Digital Triage Assistant

A team of researchers from the Czech Technical University in Prague (including the STILL research lab at our department) is collaborating with the Johns Hopkins University, the University of Defence, the Czech Armed Forces, the NATO Allied Command Transformation Innovation Hub and the DefSec Innovation Hub on a system to assist in the treatment of wounded soldiers in combat situations or in crisis situations in which the Armed Forces assist the First Responders. The first prototype is currently being tested and will be further expanded and deployed in field tests in cooperation with the Czech Armed Forces.
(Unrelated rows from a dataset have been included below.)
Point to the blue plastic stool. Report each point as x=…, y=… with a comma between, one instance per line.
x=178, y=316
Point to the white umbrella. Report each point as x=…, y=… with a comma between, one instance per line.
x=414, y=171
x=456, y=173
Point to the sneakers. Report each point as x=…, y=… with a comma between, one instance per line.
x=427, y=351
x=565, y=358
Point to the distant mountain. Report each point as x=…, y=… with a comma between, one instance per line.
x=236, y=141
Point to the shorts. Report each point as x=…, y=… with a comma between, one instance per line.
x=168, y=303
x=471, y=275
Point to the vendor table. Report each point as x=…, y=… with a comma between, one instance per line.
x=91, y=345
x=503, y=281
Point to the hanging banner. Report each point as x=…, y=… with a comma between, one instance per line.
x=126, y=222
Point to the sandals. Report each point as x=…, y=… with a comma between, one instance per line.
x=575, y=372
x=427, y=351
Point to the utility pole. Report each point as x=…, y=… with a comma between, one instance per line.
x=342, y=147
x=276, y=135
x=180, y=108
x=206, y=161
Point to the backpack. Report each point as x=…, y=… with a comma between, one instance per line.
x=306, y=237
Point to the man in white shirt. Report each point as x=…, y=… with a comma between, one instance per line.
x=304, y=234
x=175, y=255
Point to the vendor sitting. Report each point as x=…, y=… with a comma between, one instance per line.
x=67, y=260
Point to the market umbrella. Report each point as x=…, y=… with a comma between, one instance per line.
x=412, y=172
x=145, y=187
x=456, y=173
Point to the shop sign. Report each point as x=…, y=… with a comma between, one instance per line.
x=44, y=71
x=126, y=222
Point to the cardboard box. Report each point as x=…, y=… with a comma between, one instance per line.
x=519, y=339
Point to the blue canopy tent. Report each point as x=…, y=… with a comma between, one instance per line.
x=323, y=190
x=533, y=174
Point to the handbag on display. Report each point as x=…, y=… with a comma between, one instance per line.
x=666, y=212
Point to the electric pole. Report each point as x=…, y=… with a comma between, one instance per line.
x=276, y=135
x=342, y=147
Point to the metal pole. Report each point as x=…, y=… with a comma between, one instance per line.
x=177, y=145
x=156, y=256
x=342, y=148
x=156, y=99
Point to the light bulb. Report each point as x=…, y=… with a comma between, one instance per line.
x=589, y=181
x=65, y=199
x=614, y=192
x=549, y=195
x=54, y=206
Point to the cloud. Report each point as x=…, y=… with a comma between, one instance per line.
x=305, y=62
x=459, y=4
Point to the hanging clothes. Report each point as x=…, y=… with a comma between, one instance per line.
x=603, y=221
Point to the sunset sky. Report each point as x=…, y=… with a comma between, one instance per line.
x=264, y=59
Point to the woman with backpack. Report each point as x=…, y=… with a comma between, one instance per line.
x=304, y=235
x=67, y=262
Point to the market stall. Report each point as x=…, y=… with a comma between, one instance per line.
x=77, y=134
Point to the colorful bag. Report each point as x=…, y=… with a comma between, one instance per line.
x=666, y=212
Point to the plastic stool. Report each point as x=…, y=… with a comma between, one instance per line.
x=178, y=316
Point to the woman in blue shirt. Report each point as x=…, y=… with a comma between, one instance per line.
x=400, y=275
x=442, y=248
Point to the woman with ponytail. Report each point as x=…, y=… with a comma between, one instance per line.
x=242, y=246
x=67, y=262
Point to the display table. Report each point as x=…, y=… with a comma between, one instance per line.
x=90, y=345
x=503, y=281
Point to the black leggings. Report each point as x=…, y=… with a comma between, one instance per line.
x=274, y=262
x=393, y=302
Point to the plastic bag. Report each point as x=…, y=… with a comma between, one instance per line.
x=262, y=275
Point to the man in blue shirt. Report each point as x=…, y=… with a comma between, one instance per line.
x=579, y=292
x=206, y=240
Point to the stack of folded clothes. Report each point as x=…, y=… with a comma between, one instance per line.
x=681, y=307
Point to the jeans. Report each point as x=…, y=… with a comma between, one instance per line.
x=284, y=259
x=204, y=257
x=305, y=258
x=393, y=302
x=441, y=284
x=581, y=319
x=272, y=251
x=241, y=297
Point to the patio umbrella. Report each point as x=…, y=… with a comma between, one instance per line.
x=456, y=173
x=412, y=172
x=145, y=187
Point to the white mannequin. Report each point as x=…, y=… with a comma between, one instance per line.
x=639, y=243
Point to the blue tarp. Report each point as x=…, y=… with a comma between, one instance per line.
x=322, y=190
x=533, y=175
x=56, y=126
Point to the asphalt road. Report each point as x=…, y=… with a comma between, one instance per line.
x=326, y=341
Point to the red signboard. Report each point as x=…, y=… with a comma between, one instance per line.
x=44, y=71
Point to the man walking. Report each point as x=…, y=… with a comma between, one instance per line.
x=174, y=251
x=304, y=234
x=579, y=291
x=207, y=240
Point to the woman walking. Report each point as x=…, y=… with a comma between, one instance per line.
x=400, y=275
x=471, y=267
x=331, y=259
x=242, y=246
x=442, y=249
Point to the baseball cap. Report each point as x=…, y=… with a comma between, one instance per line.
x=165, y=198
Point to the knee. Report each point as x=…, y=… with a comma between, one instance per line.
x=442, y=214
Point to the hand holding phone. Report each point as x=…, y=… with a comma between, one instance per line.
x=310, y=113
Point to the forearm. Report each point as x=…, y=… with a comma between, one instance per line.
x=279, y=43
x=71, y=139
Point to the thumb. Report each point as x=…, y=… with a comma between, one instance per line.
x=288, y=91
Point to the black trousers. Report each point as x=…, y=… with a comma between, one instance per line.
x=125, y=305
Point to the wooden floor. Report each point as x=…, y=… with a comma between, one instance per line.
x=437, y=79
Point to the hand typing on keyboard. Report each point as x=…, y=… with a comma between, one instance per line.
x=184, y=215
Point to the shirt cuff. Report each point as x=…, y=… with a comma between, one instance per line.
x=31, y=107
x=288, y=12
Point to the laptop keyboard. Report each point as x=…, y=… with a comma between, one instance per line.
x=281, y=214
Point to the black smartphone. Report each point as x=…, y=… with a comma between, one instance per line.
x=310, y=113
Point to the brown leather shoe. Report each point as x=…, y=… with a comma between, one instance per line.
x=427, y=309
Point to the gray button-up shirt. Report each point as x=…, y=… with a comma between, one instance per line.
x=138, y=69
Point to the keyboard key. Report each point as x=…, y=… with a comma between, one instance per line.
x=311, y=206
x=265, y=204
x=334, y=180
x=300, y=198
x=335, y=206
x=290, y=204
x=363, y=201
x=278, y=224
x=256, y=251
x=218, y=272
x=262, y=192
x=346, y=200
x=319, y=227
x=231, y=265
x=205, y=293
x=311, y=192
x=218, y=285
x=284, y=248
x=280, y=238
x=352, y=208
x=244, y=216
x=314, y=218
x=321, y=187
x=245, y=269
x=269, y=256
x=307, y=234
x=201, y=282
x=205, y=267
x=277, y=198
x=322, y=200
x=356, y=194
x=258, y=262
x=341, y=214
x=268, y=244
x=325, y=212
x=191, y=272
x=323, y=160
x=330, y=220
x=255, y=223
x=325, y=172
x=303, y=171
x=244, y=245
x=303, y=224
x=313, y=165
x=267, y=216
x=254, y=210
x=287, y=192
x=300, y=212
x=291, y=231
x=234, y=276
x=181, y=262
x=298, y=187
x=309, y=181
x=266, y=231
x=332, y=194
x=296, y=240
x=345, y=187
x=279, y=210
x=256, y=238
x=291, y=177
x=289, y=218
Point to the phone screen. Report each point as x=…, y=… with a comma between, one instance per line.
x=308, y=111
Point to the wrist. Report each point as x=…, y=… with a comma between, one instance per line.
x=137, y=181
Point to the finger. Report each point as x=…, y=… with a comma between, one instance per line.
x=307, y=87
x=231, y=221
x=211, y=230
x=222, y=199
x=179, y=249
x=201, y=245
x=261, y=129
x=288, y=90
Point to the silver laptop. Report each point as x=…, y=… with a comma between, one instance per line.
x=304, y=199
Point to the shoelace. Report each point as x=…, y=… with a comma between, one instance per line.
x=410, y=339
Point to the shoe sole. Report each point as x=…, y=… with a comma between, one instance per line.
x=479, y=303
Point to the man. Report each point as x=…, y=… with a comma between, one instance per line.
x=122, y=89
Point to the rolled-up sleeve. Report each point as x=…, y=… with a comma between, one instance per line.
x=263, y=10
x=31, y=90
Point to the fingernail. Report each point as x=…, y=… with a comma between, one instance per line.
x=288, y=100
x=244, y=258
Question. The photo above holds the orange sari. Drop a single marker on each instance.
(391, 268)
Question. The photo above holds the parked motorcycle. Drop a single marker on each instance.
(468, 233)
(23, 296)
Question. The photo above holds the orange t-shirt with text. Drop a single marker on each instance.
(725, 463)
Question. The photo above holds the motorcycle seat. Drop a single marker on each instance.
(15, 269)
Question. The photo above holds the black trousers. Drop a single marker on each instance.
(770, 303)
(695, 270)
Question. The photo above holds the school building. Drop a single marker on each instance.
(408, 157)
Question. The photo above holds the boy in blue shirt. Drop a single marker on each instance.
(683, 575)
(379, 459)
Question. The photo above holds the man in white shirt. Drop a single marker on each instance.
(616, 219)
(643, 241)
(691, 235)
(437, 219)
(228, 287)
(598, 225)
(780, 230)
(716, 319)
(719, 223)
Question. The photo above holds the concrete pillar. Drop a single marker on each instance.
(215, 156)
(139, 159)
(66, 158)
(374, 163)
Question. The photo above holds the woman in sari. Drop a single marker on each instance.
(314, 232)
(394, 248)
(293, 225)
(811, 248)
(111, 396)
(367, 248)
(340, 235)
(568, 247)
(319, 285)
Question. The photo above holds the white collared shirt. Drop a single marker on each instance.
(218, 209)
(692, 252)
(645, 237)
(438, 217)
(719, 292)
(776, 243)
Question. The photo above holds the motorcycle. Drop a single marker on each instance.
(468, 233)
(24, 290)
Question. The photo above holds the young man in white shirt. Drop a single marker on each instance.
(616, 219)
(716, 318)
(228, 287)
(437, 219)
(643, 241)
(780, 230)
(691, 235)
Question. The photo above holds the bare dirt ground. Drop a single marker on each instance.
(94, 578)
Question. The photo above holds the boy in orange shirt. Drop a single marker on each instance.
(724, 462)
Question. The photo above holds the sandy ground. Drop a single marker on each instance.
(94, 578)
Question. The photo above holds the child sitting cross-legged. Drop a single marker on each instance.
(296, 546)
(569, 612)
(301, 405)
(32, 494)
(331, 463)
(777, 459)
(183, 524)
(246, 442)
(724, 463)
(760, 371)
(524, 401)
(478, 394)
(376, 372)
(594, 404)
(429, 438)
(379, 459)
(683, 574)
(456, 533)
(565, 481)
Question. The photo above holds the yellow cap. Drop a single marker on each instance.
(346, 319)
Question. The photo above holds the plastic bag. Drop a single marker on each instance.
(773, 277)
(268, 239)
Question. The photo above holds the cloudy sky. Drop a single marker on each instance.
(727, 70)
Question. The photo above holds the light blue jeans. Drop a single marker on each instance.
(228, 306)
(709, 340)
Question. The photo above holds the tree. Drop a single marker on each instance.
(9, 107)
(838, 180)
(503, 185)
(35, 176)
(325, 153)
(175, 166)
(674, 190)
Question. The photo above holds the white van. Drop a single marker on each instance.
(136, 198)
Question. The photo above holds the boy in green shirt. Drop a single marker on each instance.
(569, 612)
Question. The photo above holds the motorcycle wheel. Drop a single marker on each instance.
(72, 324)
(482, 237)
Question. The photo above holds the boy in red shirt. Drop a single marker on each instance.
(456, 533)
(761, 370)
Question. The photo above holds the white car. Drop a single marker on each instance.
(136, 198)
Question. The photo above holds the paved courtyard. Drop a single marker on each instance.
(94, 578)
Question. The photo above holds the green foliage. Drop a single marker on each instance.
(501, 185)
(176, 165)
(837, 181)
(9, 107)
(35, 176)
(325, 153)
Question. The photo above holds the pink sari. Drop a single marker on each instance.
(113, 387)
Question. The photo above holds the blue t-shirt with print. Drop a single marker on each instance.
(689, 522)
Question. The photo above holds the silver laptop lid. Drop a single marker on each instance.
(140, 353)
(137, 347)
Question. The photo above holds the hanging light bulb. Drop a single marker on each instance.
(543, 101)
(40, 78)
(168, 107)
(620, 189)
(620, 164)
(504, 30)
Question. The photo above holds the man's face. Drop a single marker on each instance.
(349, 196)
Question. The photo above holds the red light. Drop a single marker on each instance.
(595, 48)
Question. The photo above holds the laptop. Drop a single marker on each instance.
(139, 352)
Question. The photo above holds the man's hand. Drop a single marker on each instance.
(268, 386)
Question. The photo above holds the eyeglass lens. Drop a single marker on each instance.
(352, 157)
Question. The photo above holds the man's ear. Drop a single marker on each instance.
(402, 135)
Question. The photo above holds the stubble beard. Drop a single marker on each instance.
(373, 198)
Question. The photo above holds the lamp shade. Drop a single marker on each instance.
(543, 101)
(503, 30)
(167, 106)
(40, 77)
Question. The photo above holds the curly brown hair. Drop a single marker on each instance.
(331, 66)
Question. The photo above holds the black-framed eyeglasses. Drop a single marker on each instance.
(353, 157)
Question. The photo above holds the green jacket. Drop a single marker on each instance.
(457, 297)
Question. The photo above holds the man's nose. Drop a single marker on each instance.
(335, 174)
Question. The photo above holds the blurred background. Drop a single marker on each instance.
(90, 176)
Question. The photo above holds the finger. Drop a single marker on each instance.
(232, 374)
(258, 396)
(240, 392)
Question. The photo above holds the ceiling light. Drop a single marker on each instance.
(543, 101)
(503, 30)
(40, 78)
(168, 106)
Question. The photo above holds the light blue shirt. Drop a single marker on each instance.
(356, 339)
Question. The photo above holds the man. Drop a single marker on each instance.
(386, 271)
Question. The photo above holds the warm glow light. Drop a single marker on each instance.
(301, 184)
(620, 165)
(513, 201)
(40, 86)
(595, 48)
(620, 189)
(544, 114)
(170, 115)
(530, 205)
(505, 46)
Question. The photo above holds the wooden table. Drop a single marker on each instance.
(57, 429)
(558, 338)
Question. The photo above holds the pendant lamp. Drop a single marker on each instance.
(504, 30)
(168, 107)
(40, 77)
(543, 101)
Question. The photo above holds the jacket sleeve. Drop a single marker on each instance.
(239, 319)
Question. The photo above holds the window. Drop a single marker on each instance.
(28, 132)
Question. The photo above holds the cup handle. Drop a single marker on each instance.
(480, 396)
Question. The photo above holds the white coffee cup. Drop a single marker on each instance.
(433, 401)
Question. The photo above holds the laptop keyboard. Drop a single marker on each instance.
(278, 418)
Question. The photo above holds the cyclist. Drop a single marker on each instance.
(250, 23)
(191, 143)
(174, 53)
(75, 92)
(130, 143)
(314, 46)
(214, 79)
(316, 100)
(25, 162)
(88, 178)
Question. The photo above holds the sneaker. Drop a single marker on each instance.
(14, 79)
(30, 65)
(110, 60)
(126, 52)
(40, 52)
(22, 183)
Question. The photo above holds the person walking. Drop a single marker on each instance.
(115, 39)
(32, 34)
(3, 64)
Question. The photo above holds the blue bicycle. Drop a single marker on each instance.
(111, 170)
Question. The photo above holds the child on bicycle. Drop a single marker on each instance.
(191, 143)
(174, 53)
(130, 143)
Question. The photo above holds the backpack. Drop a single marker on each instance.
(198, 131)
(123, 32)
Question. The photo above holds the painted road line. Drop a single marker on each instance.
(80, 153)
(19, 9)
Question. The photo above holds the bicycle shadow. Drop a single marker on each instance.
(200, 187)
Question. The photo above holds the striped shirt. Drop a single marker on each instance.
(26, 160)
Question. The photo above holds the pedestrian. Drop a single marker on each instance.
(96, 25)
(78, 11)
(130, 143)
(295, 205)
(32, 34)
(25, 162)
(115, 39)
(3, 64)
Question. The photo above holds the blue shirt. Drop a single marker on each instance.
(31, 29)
"Cooperation in the defence and security sector is very important for CTU. We have professional capacities in a number of technological and disciplinary directions and we are ready to use them within the third role of the university to effectively support the state and society. I see the newly launched project with the elite American Johns Hopkins University and other partners as an effective opportunity for synergy between the military and academia," says the Rector of CTU Assoc. Prof. Vojtěch Petráček.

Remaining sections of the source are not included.